G: Ovviamente ci sono errori, contraddizioni e difficoltà, ma come rivoluzionari internazionalisti non dobbiamo approcciarci a questa rivoluzione come spettatori critici, ma piuttosto percepirla come nostra e metterci in gioco con le nostre abilità per aiutarne la costruzione. Qui siamo chiamati espressamente dai compagni per criticare in maniera costruttiva e per lavorare insieme per superare queste difficoltà.
Perciò avete acquisito molte conoscenze da questa esperienza, ma secondo voi qual é la prospettiva per il futuro delle vostre lotte una volta tornati a Berlino?
A: sicuramente torneremo a casa con molte conoscenze che abbiamo intenzione di mettere in pratica.
Come realtà organizzata abbiamo intrapreso un lavoro nei quartieri nel tentativo di organizzarli tramite un metodo comunitario: ciò dà la possibilità alla gente del posto di poter decidere su ciò che avviene nei propri spazi e luoghi e di poter cogliere il ruolo della comunità e migliorarla. Per questo tipo di prospettiva, l’esperienza che stiamo vivendo in questi luoghi ci sta insegnando molto.
Questo approccio non è qualcosa che qui non c’è mai stato. Esiste già e ci sono molti esempi di resistenza ai quali ci possiamo anche ispirare. Ma dobbiamo anche ammettere che dovremmo impegnarci con maggior sforzo e serietà nel processo rivoluzionario se vogliamo essere presi sul serio dalla società. Io penso che costruire una forte prospettiva rivoluzionaria per la Germania, ma anche per l’Europa, sia il modo migliore per supportare questa rivoluzione, sicuramente possiamo venire qui e questo è un modo, probabilmente fino ad ora l’unico, per acquistare queste conoscenze, ma l’approccio generale deve essere quello di dar vita ad un movimento rivoluzionario in Europa perché, in fin dei conti, sono le bombe europee ad essere gettate sul Rojava e su altre rivoluzioni. Sono le armi europee e americane che qui uccidono le persone impegnate per sconfiggere l’imperialismo e il capitalismo.
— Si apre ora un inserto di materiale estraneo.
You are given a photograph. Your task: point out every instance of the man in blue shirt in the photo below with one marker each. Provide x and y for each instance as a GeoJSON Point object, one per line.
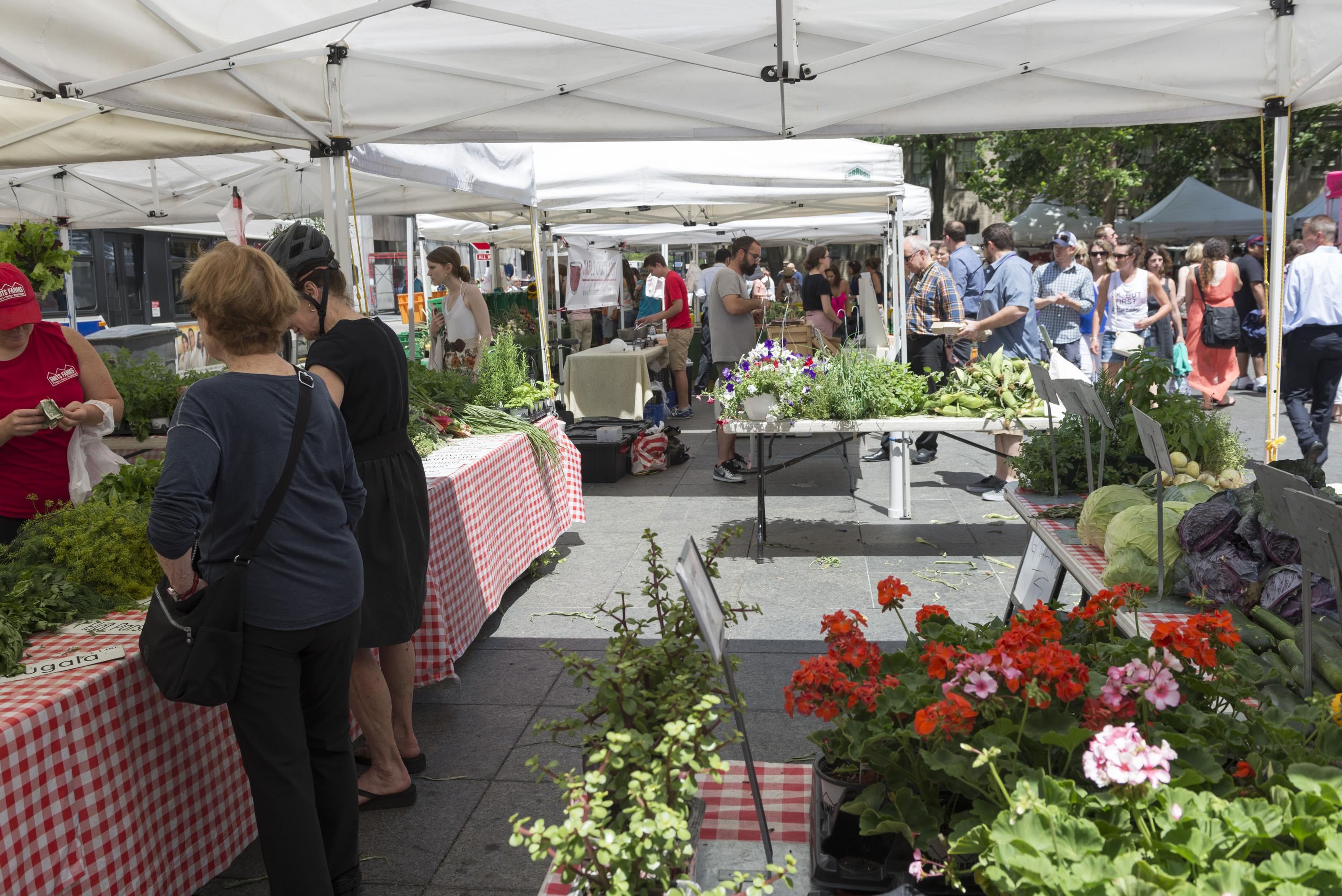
{"type": "Point", "coordinates": [1007, 308]}
{"type": "Point", "coordinates": [1312, 323]}
{"type": "Point", "coordinates": [967, 270]}
{"type": "Point", "coordinates": [1065, 292]}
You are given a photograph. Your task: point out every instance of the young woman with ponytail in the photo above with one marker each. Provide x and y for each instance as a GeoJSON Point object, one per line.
{"type": "Point", "coordinates": [1212, 284]}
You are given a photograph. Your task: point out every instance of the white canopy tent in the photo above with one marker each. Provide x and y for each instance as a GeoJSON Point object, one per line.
{"type": "Point", "coordinates": [280, 184]}
{"type": "Point", "coordinates": [1042, 221]}
{"type": "Point", "coordinates": [857, 227]}
{"type": "Point", "coordinates": [1196, 211]}
{"type": "Point", "coordinates": [694, 70]}
{"type": "Point", "coordinates": [340, 72]}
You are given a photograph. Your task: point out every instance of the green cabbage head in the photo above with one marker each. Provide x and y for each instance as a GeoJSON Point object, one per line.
{"type": "Point", "coordinates": [1102, 506]}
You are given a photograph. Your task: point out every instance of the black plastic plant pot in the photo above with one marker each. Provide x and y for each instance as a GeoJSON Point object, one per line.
{"type": "Point", "coordinates": [841, 858]}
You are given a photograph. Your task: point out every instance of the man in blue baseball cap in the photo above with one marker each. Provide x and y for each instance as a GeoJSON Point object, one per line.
{"type": "Point", "coordinates": [1251, 302]}
{"type": "Point", "coordinates": [1065, 292]}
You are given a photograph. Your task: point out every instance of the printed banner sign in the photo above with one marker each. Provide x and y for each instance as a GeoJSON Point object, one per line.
{"type": "Point", "coordinates": [105, 627]}
{"type": "Point", "coordinates": [69, 662]}
{"type": "Point", "coordinates": [594, 278]}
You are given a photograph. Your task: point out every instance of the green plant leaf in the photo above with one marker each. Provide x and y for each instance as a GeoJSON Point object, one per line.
{"type": "Point", "coordinates": [1325, 781]}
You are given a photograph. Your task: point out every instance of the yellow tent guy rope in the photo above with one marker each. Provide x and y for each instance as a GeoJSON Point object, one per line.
{"type": "Point", "coordinates": [1274, 412]}
{"type": "Point", "coordinates": [353, 212]}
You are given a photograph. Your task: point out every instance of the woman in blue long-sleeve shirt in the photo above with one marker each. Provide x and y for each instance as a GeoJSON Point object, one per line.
{"type": "Point", "coordinates": [226, 451]}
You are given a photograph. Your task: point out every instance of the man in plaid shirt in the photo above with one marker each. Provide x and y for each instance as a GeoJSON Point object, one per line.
{"type": "Point", "coordinates": [1065, 292]}
{"type": "Point", "coordinates": [932, 297]}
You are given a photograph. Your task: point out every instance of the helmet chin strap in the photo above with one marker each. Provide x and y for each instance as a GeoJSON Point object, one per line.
{"type": "Point", "coordinates": [321, 306]}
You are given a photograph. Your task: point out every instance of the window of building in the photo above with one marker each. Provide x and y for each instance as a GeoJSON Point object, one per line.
{"type": "Point", "coordinates": [920, 166]}
{"type": "Point", "coordinates": [965, 159]}
{"type": "Point", "coordinates": [86, 294]}
{"type": "Point", "coordinates": [182, 253]}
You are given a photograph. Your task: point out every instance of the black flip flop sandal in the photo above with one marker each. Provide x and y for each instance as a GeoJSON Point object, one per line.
{"type": "Point", "coordinates": [400, 800]}
{"type": "Point", "coordinates": [414, 765]}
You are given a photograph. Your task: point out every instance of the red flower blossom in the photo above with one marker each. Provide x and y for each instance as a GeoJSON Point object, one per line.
{"type": "Point", "coordinates": [940, 659]}
{"type": "Point", "coordinates": [928, 612]}
{"type": "Point", "coordinates": [892, 593]}
{"type": "Point", "coordinates": [1096, 714]}
{"type": "Point", "coordinates": [951, 717]}
{"type": "Point", "coordinates": [1198, 637]}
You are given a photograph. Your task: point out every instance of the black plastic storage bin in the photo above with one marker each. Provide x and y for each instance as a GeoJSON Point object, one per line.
{"type": "Point", "coordinates": [607, 462]}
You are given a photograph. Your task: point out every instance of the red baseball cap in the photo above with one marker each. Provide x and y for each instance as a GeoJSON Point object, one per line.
{"type": "Point", "coordinates": [18, 301]}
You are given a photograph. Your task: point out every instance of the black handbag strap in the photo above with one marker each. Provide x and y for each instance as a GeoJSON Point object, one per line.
{"type": "Point", "coordinates": [277, 495]}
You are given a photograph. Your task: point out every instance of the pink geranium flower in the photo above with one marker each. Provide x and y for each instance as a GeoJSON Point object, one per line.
{"type": "Point", "coordinates": [981, 684]}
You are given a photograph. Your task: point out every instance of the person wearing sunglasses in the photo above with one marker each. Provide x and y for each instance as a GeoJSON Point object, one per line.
{"type": "Point", "coordinates": [733, 316]}
{"type": "Point", "coordinates": [1063, 292]}
{"type": "Point", "coordinates": [1122, 302]}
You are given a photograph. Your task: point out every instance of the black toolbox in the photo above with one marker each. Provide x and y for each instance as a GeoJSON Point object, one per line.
{"type": "Point", "coordinates": [604, 462]}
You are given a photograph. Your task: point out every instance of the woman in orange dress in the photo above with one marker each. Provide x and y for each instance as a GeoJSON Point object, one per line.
{"type": "Point", "coordinates": [1214, 285]}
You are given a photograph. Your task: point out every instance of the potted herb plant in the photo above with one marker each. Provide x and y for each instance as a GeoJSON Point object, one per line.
{"type": "Point", "coordinates": [653, 726]}
{"type": "Point", "coordinates": [1053, 756]}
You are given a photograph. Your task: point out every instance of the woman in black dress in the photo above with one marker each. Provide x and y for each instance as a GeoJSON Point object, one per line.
{"type": "Point", "coordinates": [363, 365]}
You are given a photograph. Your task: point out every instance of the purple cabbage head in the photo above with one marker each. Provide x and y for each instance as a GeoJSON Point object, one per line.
{"type": "Point", "coordinates": [1281, 548]}
{"type": "Point", "coordinates": [1223, 573]}
{"type": "Point", "coordinates": [1207, 523]}
{"type": "Point", "coordinates": [1282, 595]}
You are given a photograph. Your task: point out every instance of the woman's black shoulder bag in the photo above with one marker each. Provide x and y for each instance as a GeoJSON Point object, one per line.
{"type": "Point", "coordinates": [1220, 325]}
{"type": "Point", "coordinates": [194, 648]}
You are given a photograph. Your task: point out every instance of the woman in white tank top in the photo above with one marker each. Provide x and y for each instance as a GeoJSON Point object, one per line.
{"type": "Point", "coordinates": [457, 332]}
{"type": "Point", "coordinates": [1122, 297]}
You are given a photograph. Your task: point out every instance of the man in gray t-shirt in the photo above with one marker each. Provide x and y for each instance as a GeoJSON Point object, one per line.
{"type": "Point", "coordinates": [732, 317]}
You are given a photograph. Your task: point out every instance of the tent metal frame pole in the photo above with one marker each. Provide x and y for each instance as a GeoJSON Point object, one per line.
{"type": "Point", "coordinates": [215, 54]}
{"type": "Point", "coordinates": [1277, 262]}
{"type": "Point", "coordinates": [340, 200]}
{"type": "Point", "coordinates": [543, 312]}
{"type": "Point", "coordinates": [65, 242]}
{"type": "Point", "coordinates": [633, 45]}
{"type": "Point", "coordinates": [410, 285]}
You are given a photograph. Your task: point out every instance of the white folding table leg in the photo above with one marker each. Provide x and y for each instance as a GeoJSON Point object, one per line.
{"type": "Point", "coordinates": [900, 491]}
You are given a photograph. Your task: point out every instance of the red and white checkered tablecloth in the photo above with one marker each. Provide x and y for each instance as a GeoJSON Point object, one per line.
{"type": "Point", "coordinates": [1093, 560]}
{"type": "Point", "coordinates": [106, 788]}
{"type": "Point", "coordinates": [786, 789]}
{"type": "Point", "coordinates": [492, 513]}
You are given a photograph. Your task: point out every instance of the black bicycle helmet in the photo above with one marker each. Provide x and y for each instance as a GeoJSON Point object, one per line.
{"type": "Point", "coordinates": [301, 251]}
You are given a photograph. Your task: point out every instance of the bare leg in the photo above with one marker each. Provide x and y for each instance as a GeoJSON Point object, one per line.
{"type": "Point", "coordinates": [726, 447]}
{"type": "Point", "coordinates": [372, 706]}
{"type": "Point", "coordinates": [1008, 446]}
{"type": "Point", "coordinates": [682, 388]}
{"type": "Point", "coordinates": [399, 671]}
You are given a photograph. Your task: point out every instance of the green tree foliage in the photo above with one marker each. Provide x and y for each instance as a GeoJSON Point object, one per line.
{"type": "Point", "coordinates": [34, 247]}
{"type": "Point", "coordinates": [1102, 168]}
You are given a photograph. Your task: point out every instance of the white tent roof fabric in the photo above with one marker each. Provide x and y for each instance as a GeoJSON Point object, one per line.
{"type": "Point", "coordinates": [1317, 206]}
{"type": "Point", "coordinates": [69, 131]}
{"type": "Point", "coordinates": [280, 184]}
{"type": "Point", "coordinates": [1195, 211]}
{"type": "Point", "coordinates": [1040, 221]}
{"type": "Point", "coordinates": [528, 70]}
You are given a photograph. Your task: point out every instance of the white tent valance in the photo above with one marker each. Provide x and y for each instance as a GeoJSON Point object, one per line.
{"type": "Point", "coordinates": [280, 184]}
{"type": "Point", "coordinates": [376, 70]}
{"type": "Point", "coordinates": [1196, 211]}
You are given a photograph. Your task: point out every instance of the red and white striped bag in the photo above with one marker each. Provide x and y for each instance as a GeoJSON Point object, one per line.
{"type": "Point", "coordinates": [650, 452]}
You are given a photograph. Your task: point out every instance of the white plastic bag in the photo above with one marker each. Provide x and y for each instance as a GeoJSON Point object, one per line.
{"type": "Point", "coordinates": [89, 459]}
{"type": "Point", "coordinates": [650, 451]}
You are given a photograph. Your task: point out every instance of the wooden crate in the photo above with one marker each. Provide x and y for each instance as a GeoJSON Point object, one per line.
{"type": "Point", "coordinates": [799, 337]}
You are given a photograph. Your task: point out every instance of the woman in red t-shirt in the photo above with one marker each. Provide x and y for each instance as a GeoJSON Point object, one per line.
{"type": "Point", "coordinates": [41, 360]}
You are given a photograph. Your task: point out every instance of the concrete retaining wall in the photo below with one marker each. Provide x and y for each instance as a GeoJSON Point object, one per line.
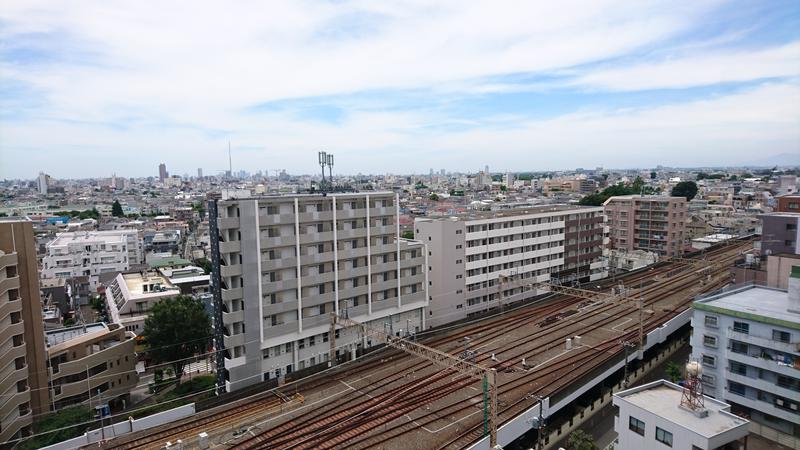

G: un aspetto per me davvero importante da sviluppare, prendendo spunto dal movimento kurdo, è la nostra storia. Come gruppo abbiamo partecipato ad alcune manifestazioni commemorative, ma dobbiamo analizzare le nostre radici storiche per comprendere la societá di oggi, dovremmo anche combattere di più in difesa della nostra storia, per la memoria dei nostri martiri delle R.A.F, Bewengun 2 Juni, Revolution’re Zellen, ancora di altre persone e gruppi rivoluzionari ed essere attenti a non legittimare la storia della borghesia e dello stato. Se non conosciamo la nostra storia, la storia della resistenza, delle rivoluzioni e delle lotte, sarà difficile costruire la nostra stessa storia nel futuro. Un altro lavoro da prendere seriamente sono i cambiamenti della nostra personalità per diventare dei militanti. Solo sulla via di questo cambiamento potremo essere in grado di rigettare ogni influenza capitalista dentro noi, lottando senza contraddizioni. Se non stiamo lottando contro noi stessi in quanto individui condizionati da un contesto collettivo sarà difficile, o probabilmente impossibile, trovare un nuovo modo di vivere che ci possa fornire credibilità, che possa essere un esempio per influenzare la società e che sia in grado di auto-difendersi.